Welcome to the CABE and I say that sincerely!!!! We were all appalled at the hacksaw deal but sounds like you own it and are wanting to learn so hoping you stick around.


----------



## old hotrod (Oct 22, 2013)

Please check your pms


----------



## rustyspoke66 (Oct 22, 2013)

Stick with it. The Cabe is a great site with tons of knowledge.


----------



## GTs58 (Oct 22, 2013)

rustyspoke66 said:


> Stick with it. The Cabe is a great site with tons of knowledge.




+1

And if you were called names or harassed on eBay by its members thru the eBay message board the proof is recorded. I would report those self righteous idiots to eBay and they will be history. Once they are banned it would be like taking the drug away from a heroin junkie. There is absolutely no excuse for that kind of BS behavior on eBay, or on a bike forum. 
Here is another little hobby I got involved in. Cut up bike frames make very cool wind chimes along with nice lamp poles for outdoor lighting.  

Quote from your listing:    Hi,we appreciate your passion and you taking the time to share your thoughts and opinions in a positive way,we have been threatened,called names,called liars etc,we have read all the posts good and bad on the "----" websight


----------



## mike j (Oct 23, 2013)

rustyspoke66 said:


> Stick with it. The Cabe is a great site with tons of knowledge.



  That says it all, in a few words. I agree completely. I hope that hacksaw was sharp, so it was over quickly.


----------



## dave the wave (Oct 23, 2013)

now that you have admitted your guilt,how may we help you and your son?


----------



## dave the wave (Oct 23, 2013)

*its a westfield built J.C.Higgins*

they made the columbia.its a great bike to keep or ebay it.  here's the bike  http://www.nostalgic.net/1941-columbia-built-westfield-air-rider-special i hope this helps.


----------



## rollfaster (Oct 23, 2013)

*Welcome*

And thanks for being upfront and foremost.enjoy!


----------



## M & M cycle (Oct 23, 2013)

*thank you!!*

thank you all and Dave thank you for the pictures of the blue bike, wow!!!


----------



## RustyK (Oct 23, 2013)

Hi, I recently traded that bike to a kid named Zach in Waseca. Looks like he sold it to you! It had the orig seat on it when I traded it, it was just the metal pan.
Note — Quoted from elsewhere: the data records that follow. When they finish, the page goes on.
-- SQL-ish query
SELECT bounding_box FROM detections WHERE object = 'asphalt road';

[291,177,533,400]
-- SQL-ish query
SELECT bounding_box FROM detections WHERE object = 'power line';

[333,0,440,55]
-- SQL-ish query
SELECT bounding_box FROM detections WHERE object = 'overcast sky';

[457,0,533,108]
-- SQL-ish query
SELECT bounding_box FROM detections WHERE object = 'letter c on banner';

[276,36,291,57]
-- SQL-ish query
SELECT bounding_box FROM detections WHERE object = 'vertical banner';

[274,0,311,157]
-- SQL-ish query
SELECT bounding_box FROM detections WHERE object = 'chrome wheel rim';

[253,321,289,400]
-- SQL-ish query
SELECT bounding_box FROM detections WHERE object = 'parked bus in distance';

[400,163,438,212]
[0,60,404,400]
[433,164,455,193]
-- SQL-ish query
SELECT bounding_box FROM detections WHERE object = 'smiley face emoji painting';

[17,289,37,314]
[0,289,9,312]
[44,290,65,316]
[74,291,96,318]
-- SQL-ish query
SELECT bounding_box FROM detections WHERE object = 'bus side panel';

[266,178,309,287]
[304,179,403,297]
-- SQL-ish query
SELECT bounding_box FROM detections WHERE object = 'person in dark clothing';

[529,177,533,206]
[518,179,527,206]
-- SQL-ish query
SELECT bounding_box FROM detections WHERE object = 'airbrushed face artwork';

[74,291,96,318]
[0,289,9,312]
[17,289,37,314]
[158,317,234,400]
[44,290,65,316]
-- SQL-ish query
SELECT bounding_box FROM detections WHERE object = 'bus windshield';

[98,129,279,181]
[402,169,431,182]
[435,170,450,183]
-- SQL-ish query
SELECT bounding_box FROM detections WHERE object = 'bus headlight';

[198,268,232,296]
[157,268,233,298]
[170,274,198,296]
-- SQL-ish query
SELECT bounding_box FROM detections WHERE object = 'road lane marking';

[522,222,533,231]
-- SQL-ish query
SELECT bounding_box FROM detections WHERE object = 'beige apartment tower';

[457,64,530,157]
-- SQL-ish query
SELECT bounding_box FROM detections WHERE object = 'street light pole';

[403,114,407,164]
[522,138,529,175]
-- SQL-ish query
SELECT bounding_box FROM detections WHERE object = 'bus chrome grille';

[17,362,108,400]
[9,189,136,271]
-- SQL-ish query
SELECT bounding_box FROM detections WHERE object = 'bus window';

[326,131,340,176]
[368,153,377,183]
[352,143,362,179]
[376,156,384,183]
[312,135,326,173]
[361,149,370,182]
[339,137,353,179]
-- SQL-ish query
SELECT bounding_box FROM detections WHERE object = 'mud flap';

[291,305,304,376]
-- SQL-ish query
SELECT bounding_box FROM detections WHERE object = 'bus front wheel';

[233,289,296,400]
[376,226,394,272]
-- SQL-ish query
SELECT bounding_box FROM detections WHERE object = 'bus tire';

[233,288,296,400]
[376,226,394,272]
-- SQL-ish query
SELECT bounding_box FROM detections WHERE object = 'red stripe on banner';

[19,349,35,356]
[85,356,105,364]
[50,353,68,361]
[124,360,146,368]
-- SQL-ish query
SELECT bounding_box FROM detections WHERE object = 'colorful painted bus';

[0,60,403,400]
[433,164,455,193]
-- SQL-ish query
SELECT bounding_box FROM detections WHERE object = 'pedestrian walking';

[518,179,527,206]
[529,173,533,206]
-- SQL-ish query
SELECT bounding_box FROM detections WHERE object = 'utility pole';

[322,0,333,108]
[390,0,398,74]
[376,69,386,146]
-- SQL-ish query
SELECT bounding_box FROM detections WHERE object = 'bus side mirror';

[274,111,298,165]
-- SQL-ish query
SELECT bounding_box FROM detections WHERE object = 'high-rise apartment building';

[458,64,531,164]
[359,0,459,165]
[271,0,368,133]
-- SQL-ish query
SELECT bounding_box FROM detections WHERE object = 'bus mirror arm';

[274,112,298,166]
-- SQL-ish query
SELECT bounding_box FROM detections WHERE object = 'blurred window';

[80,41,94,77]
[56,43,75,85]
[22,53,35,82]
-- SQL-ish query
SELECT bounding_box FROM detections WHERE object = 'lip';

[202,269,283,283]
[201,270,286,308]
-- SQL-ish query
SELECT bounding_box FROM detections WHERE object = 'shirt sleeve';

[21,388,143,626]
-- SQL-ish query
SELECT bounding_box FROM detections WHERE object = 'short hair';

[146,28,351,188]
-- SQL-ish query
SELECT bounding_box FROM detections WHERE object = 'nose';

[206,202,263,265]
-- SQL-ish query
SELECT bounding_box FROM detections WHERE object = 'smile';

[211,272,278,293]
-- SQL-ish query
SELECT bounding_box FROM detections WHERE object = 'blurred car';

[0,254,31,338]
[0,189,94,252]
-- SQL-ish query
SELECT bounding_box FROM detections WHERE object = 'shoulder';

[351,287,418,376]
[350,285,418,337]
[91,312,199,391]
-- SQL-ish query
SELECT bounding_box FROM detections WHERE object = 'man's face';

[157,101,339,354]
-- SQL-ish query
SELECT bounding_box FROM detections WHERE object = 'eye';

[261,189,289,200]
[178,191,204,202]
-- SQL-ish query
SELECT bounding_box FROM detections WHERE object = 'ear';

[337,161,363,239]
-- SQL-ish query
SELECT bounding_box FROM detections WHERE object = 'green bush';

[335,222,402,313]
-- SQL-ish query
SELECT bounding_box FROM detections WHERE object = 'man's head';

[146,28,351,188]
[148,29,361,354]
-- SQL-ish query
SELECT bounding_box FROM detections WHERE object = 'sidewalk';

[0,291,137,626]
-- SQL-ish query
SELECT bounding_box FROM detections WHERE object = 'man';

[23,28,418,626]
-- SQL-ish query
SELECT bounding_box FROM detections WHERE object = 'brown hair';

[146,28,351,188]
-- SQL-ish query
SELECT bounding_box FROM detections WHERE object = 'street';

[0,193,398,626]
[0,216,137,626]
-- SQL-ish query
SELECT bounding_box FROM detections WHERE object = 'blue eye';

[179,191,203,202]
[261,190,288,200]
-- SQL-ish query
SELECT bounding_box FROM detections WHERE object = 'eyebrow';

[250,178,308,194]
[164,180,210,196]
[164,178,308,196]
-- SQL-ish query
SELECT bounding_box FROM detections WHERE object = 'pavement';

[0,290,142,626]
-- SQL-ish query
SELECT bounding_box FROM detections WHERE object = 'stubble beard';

The grips were incorrect red Western Flyer grips. Zach might still have the orig seat? I was thinking this was an early JC Higgins, like a 1947 or 48.

Kris


----------



## Hubs-n-Spokes (Oct 23, 2013)

RustyK said:


> Hi, I recently traded that bike to a kid named Zach in Waseca. Looks like he sold it to you! It had the orig seat on it when I traded it, it was just the metal pan. The grips were incorrect red Western Flyer grips. Zach might still have the orig seat? I was thinking this was an early JC Higgins, like a 1947 or 48.
> 
> Kris



Are you sure that it's the same bike Rusty? Skiptooth said he purchased it from the original owner.


----------



## M & M cycle (Oct 23, 2013)

*original owners family,its the same one*

he told us he was given the bike from his / the original owner / family member,said he cleaned it up and put the new tires on it


----------



## RustyK (Oct 23, 2013)

It is the bike. The sellers of anything will tell all kinds of stories, who knows? It could have traded hands a few times already. Missing the right read fender brace. Same tires I put on it. Top of light that I added was slightly rusty. Rear rack missing. Should have blue grease in the hubs and crank. Hub shiners. Rides like a dream. Thats my old bike. I got it in the front window of an antique shop in Anoka MN 3 years ago for $89, it was fresh out of an estate that morning.

Kris


----------



## RustyK (Oct 23, 2013)

He definately put the seat and grips on it. May have polished it too, as I never polish my bikes.


----------



## M & M cycle (Oct 23, 2013)

*yes thats it*

that's funny, we asked if his family members had any original pictures of the bike and he got kind of quiet, oh well still a nice bike, can we get more details from you at the Andover show? thanks M & M


----------



## RustyK (Oct 23, 2013)

Great bike! I loved the thing but have a green hanging tank Elgin very similar to it, so this one was traded. I think he was trying to make it more appealing with the story, but it's really nice as it stands. Yea, I'll be there Sunday, look for a rusty elgin project bike, green schwinn, and black spraypainted western flyer and thats my stuff.


----------



## M & M cycle (Oct 23, 2013)

*ok thanks*

Michael and I are bringing some project stingrays, im the chubby guy, if you see me smile you will know why my Son calls me skiptooth


----------



## RustyK (Oct 23, 2013)

Here it is in my front yard. This was a photobucket pic that I dumped, but the small preview shows up in the google image search, which you see here.


----------



## Nickinator (Oct 23, 2013)

Mark, 
RustyK and Nick and I are sharing a spot at Andover, so when you find us, you'll have also found Kris. 

Darcie


----------